NW coal debate centers on jobs, the future of energy
By Erik Siemers
The Port of St. Helens is one proposed site for a coal terminal that would take coal in from rail cars and load it on to ocean-going vessels.
A trio of coal export operations totaling nearly $1 billion in investment is under proposal along the shores of the Columbia River.
Each is vying to become the nation’s first West Coast-based coal export terminal, promising jobs and economic growth to communities that sorely need it.
But as officials representing the project developers — principally Australian coal firm Ambre Energy and Houston-based pipeline and terminal operator Kinder Morgan — conduct public outreach in coming weeks, they’re expected to come under intense scrutiny.
Many public officials and environmental groups are staunchly opposed to the notion of more coal crossing into Oregon.

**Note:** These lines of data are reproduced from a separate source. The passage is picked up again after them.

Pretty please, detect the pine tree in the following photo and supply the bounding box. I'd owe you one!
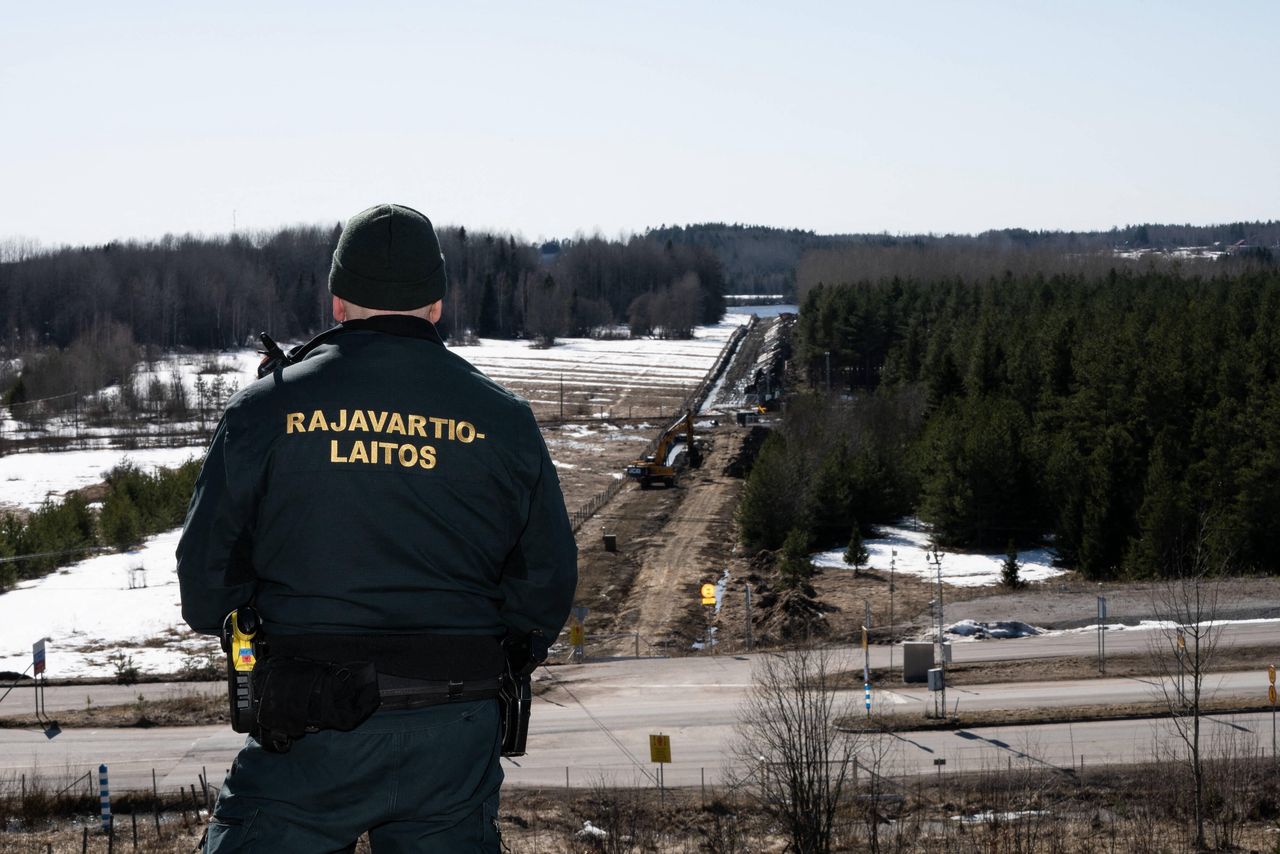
[845,519,870,575]
[778,528,814,590]
[1000,540,1025,590]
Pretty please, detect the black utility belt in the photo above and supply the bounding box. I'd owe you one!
[378,673,502,712]
[252,653,499,753]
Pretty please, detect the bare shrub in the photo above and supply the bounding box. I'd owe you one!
[735,647,864,854]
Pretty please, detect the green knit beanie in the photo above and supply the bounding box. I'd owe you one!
[329,205,444,311]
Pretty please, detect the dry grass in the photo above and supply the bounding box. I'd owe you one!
[0,689,229,730]
[0,744,1280,854]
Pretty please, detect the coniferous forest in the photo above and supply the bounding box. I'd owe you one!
[0,227,724,352]
[742,264,1280,579]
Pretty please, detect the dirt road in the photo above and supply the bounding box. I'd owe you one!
[579,426,746,656]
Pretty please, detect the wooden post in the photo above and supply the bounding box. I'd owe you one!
[151,768,164,841]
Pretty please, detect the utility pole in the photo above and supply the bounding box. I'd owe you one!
[888,548,897,679]
[933,543,947,720]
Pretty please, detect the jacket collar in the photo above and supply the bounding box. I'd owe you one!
[342,314,444,347]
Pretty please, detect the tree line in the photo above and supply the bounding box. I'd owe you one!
[0,227,724,399]
[742,265,1280,579]
[0,460,201,593]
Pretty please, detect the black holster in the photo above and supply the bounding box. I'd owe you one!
[498,631,547,757]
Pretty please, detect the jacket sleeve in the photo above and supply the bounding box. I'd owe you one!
[500,414,577,643]
[177,407,264,635]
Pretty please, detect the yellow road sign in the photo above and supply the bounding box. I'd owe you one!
[649,735,671,763]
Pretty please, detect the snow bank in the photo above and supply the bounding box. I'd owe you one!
[0,530,221,679]
[812,528,1066,588]
[0,446,205,510]
[947,620,1044,640]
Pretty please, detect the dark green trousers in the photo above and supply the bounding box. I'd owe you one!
[205,700,502,854]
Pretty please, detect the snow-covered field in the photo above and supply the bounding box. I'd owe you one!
[813,528,1066,588]
[0,446,205,510]
[449,312,750,417]
[0,530,221,679]
[0,306,773,677]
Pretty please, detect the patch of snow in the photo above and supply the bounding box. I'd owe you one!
[946,620,1044,640]
[0,446,205,510]
[573,821,609,840]
[0,530,221,679]
[810,526,1066,588]
[1047,617,1280,635]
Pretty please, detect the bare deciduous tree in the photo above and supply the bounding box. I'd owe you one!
[1149,536,1222,850]
[735,648,860,854]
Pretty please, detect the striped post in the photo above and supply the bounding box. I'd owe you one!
[97,764,111,834]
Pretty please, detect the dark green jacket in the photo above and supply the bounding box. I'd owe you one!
[178,315,577,641]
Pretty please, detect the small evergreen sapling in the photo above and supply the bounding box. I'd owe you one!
[845,520,870,575]
[1000,540,1025,590]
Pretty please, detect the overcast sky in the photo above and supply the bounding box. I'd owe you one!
[0,0,1280,245]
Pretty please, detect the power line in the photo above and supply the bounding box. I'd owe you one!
[543,665,658,784]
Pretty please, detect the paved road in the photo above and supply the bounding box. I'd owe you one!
[0,644,1270,789]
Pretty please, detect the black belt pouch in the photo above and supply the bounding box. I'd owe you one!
[253,656,380,739]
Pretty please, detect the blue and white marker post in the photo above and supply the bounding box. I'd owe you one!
[97,764,111,834]
[863,602,872,717]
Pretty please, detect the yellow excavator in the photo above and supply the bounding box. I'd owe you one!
[626,410,699,489]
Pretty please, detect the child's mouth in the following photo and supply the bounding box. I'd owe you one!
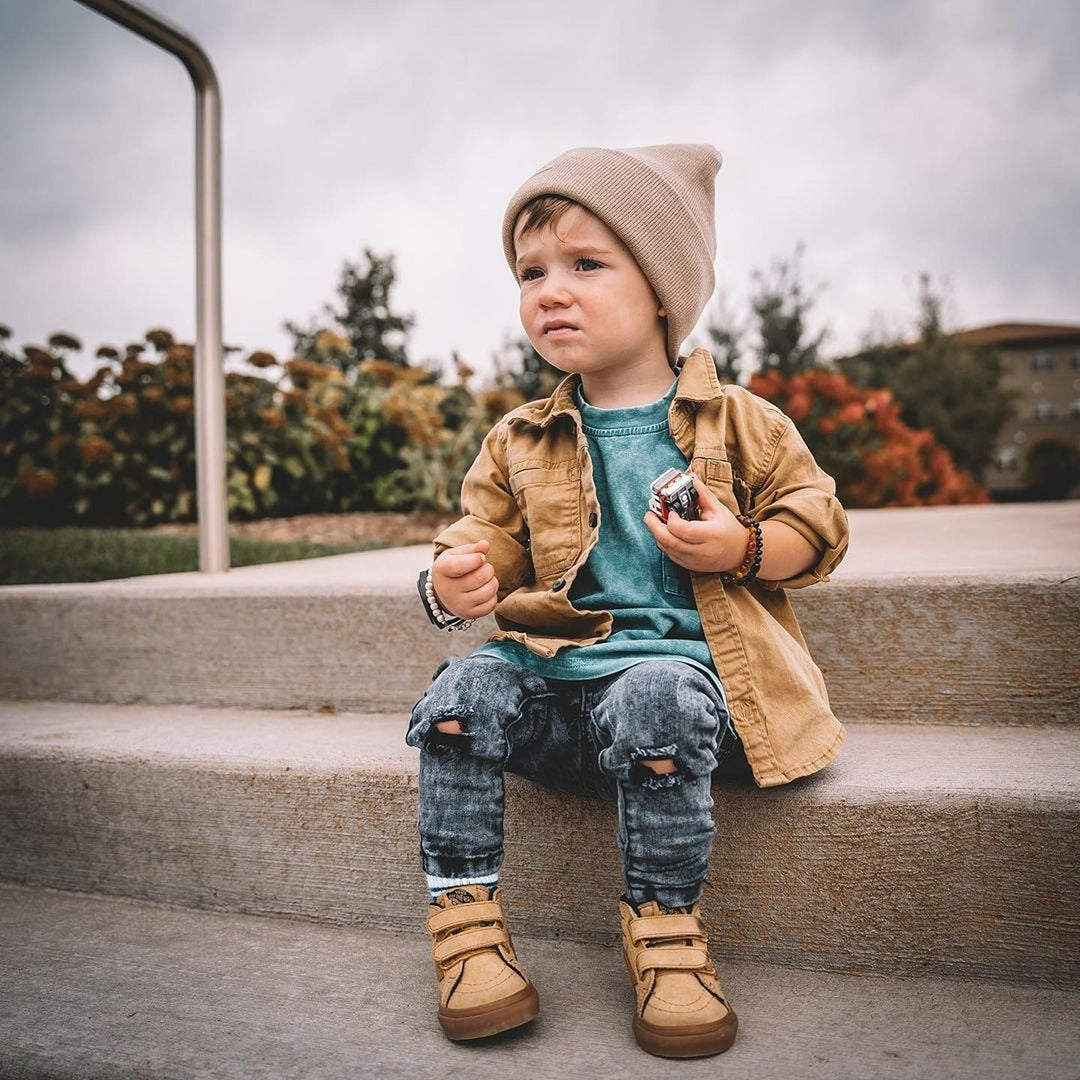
[543,323,578,338]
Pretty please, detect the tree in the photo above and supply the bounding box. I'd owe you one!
[285,247,415,373]
[751,244,827,378]
[705,244,828,382]
[705,293,745,382]
[750,368,987,508]
[495,338,563,402]
[837,273,1014,476]
[1024,438,1080,500]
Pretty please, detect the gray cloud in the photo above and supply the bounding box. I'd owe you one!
[0,0,1080,371]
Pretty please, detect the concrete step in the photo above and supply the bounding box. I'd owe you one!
[0,887,1080,1080]
[0,548,1080,726]
[0,702,1080,987]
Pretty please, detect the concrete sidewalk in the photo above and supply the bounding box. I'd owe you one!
[0,887,1080,1080]
[4,500,1080,594]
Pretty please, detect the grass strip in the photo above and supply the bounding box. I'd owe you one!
[0,527,388,585]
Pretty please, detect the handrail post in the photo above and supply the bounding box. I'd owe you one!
[78,0,229,572]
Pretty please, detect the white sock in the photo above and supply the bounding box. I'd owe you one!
[424,874,499,900]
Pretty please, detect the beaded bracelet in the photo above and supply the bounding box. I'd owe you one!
[416,570,475,630]
[720,514,765,585]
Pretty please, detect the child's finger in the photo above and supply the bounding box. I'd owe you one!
[435,540,490,578]
[667,514,705,544]
[693,473,724,517]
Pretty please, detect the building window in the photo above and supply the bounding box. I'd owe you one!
[994,446,1020,472]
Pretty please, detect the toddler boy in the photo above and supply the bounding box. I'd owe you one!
[407,145,848,1057]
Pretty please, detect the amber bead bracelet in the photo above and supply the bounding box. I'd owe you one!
[720,514,765,585]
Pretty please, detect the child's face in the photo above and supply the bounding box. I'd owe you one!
[514,206,669,391]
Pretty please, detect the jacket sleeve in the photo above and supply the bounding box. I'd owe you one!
[750,409,849,589]
[435,422,532,600]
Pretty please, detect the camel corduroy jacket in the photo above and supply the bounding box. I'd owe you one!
[435,349,848,787]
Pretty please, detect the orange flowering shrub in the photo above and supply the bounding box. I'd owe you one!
[750,368,989,509]
[0,329,522,525]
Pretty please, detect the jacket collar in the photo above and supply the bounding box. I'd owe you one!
[510,349,720,428]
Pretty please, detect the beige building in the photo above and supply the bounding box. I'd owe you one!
[950,323,1080,495]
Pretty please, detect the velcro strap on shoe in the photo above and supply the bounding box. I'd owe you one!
[630,915,705,945]
[634,947,708,974]
[428,900,505,934]
[432,927,507,963]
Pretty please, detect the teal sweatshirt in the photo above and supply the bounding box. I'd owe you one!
[476,382,724,693]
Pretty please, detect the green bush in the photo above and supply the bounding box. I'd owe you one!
[0,330,521,526]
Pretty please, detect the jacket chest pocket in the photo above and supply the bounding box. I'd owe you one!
[510,461,581,579]
[692,458,751,514]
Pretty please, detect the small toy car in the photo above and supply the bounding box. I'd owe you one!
[649,469,698,522]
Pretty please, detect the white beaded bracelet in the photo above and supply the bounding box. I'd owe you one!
[416,570,475,630]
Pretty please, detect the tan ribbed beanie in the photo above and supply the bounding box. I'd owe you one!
[502,143,721,362]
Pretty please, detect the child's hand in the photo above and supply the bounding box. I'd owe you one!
[645,476,747,573]
[431,540,499,619]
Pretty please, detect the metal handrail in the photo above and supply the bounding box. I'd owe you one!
[77,0,229,572]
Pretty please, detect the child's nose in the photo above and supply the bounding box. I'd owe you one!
[539,273,570,308]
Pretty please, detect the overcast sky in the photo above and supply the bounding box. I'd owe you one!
[0,0,1080,380]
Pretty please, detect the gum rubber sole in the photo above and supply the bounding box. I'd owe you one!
[634,1012,739,1057]
[438,983,540,1042]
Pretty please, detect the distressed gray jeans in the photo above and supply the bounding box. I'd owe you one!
[406,656,738,907]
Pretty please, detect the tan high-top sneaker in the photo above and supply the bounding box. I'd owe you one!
[619,900,739,1057]
[428,885,540,1040]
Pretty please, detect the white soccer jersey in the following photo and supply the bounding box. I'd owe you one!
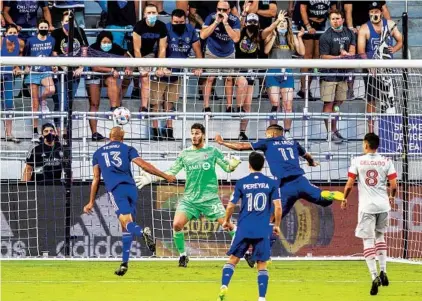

“Gov. (John) Kitzhaber is concerned about a range of unanswered questions about the impact of coal exports on consumers, infrastructure and the environment that should be addressed in a comprehensive way by the federal government before proceeding,” Tim Raphael, a spokesman for the Oregon governor, said in a prepared statement. “The governor is exploring his options to engage and will ensure that any project obeys all state and federal laws to protect public health and the environment.”
Projects are distinct
All three projects have distinctions that set them apart:
• Millennium Bulk Terminals-Longview — an entity owned 62 percent by Ambre Energy’s U.S. division, and 38 percent by St. Louis-based coal firm Arch Coal Inc. — would invest $600 million to turn a former Alcoa smelter near Longview, Wash., into a private coal export terminal with initial capacity of 25 million metric tons. The project would create 300 full-time jobs and another 2,750 in construction and other indirect positions over two years.